Release Time:2019-03-11 Hits:
Indexed by: Journal Papers
Date of Publication: 2018-02-01
Journal: Journal of Computational and Applied Mathematics
Included Journals: Scopus、CPCI-S、EI、SCIE
Volume: 329
Page Number: 125-133
ISSN: 03770427
Key Words: Low-rank tensor; Augmented Lagrangian alternating; Patch-based model; Image denoising
Abstract: Compared with matrix, tensor is a more natural representation for multiframe image, such as hyperspectral image and MRI image. Low-rankness of tensor is essential to describe the intrinsic geometrical structure of these data. Patch-based low-rank models have shown their ability to exploit spatial redundancy of computer vision data especially for natural image denoising.
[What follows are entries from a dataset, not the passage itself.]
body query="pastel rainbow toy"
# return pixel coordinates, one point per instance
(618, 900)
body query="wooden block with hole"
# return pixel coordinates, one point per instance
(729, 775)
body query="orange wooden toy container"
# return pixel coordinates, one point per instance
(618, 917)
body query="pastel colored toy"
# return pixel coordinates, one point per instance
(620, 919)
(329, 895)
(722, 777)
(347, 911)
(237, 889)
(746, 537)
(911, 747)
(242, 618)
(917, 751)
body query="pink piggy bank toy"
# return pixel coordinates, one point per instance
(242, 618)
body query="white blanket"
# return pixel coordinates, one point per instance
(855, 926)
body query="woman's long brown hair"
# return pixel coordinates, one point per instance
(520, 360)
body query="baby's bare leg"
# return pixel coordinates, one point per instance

However, most of the existed patch-based matrix models are based on two dimensional low-rankness, which cannot fully reveal the correlation of every direction in high-order multiframe images; the existed patch-based tensor models either need additional assumptions or need SVD in every loop of iteration which is computationally expensive. In this paper, we propose a novel patch-based model to recover a low-rank tensor by simultaneously performing low-rank matrix factorizations to the all-mode matricizations of the underlying low-rank tensor. An augmented Lagrangian alternating minimization algorithm is implemented to solve the model along with two adaptive rank-adjusting strategies when the exact rank is unknown. We apply the proposed algorithm to multiframe image denoising by exploiting the nonlocal self-similarity. Experimental results show that our algorithm can better preserve the sharpness of important image structures and outperforms several state-of-the-art denoising methods.